閑話 運営たちの地獄の始まり
まあ、言ってもクレーム対応とかそこら辺ですからね彼らの仕事は・・・
ロムルスが『フローライト・オンライン』の世界に行った直後運営たちの方では地獄のような時間が始まらんとしていた。
「What the fuck!?(なんてこったい!)どうなってんだよ!」
「ん?どうしたんですかチームリーダー。あと、いくら私たちがゲームの世界にいるとはいえ故郷の国の言語使ったほうがいいと思いますけど。」
「あ、ああそれに関してはすまない。だが言わせてくれ、後輩。」
そうしてチームリーダーと言われた男は深々と息を吸い込んで叫んだ。
「おい、特典担当!なーにが
『黒色の箱からとんでもないものやらは出てきませんキリッ』だ!とんでもないもんが出てるじゃねえか!これ下手したら、終盤いや完全にサービス修了時に血迷った考えで配布するものクラスじゃねえか!どうなってんだよ金箱も黒箱も全部馬鹿みたいな中身ってよ!」
「え、マジですか?あれ〜おっかしいなあ。ちゃんと黒箱開けてとんでもないもの生成される確率はとてつもなく低くしたはずだったんですけどね。」
「おい、どんな確率だ?」
「そうっすね。たとえんなら、年末ジャンボ宝くじを100年連続で一等当て続けるみたいな確率。まあ要はとてつもない確率だと思ってもらえれば。」
「なるほどつまり?」
「それ当てた人の運が死ぬほど良かったってことでしょうね。多分。」
チームリーダーに問いかけられた男は、自信を持って最後の多分という言葉以外ははっきりと言った。だが、チームリーダーは彼の多分という言葉を聞き逃さなかった。

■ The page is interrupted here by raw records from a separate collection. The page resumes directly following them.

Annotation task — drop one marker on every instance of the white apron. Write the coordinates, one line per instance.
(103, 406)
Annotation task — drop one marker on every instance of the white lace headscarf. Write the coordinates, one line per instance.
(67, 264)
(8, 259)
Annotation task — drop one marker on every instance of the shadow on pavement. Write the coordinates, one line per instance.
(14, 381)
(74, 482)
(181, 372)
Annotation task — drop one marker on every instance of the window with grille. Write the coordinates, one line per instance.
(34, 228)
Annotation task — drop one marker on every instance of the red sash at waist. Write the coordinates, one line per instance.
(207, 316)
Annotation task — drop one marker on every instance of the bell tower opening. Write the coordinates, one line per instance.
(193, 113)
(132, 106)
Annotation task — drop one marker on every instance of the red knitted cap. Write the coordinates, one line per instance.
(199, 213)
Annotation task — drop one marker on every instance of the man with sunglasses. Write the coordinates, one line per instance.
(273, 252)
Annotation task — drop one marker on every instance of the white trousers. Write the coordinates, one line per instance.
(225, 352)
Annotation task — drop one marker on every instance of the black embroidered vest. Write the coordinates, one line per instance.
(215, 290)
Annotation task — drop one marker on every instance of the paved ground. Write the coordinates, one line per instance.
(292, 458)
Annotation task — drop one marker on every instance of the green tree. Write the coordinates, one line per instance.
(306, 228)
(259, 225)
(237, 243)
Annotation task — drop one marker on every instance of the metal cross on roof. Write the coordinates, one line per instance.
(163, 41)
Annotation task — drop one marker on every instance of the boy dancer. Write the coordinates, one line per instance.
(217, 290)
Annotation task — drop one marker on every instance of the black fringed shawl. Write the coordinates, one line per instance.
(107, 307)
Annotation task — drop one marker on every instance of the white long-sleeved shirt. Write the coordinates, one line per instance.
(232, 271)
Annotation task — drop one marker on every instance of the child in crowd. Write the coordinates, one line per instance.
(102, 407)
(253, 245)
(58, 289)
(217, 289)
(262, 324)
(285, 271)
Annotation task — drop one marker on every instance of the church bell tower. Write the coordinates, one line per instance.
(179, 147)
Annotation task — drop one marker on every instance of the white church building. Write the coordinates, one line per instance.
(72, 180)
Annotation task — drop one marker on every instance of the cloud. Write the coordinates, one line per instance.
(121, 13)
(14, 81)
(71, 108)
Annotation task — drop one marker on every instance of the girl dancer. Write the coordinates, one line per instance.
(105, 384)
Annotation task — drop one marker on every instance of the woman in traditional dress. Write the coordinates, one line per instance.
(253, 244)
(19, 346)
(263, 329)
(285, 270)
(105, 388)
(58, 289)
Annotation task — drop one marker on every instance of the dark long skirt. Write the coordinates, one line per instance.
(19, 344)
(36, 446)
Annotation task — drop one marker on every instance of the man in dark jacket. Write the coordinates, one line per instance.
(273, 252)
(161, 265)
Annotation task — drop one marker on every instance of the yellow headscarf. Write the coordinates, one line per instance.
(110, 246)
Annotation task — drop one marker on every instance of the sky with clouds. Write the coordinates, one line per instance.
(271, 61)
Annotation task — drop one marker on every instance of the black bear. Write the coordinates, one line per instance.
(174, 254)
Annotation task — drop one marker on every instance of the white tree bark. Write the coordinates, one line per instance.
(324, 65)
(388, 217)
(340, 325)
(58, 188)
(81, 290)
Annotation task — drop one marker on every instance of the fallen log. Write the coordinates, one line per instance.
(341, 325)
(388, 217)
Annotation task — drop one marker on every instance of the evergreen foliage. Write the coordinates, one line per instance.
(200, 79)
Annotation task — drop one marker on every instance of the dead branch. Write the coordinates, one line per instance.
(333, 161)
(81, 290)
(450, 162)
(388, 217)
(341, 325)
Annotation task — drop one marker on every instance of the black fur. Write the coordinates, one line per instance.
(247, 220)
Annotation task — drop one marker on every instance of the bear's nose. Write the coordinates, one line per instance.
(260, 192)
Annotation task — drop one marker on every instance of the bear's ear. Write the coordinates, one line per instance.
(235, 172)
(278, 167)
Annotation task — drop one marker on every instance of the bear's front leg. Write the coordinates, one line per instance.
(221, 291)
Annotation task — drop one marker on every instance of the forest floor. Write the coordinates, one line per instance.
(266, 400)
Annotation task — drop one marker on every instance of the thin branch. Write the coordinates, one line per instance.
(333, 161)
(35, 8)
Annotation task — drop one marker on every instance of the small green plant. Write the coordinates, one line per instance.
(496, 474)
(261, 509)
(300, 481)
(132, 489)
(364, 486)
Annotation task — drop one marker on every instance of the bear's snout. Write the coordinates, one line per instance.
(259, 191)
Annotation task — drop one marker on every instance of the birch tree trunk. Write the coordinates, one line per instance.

「ぅおい!まて、多分ってなんだ!しかも、そいつみた感じ新しい種族とかも作ってるがそこら辺担当どうなってんだ!?」
「そんなこと知りませんよ。正直言って、この『フローライト・オンライン』は常に進化し続けてんです。チームリーダーこそわかってないんじゃないですか?」
「いや、進化し続けてるって言ってもさ限度ってもんがあるんじゃないの?」
「忘れましたか?どこかのチームリーダーが、アリスたちに『現実世界とこの世界の時間軸の差はどうする?』と聞かれた時に、数十倍にしやがったのを。おかげで、今現在も我々は仕事に追われてる真っ最中なんですが?ですが、少々興味深いですね。新しい種族、それには興味がつきません。」
そう言われてしまうといかにチームリーダーといえども何もいえず、諦めて責める口を閉じるしかなかった。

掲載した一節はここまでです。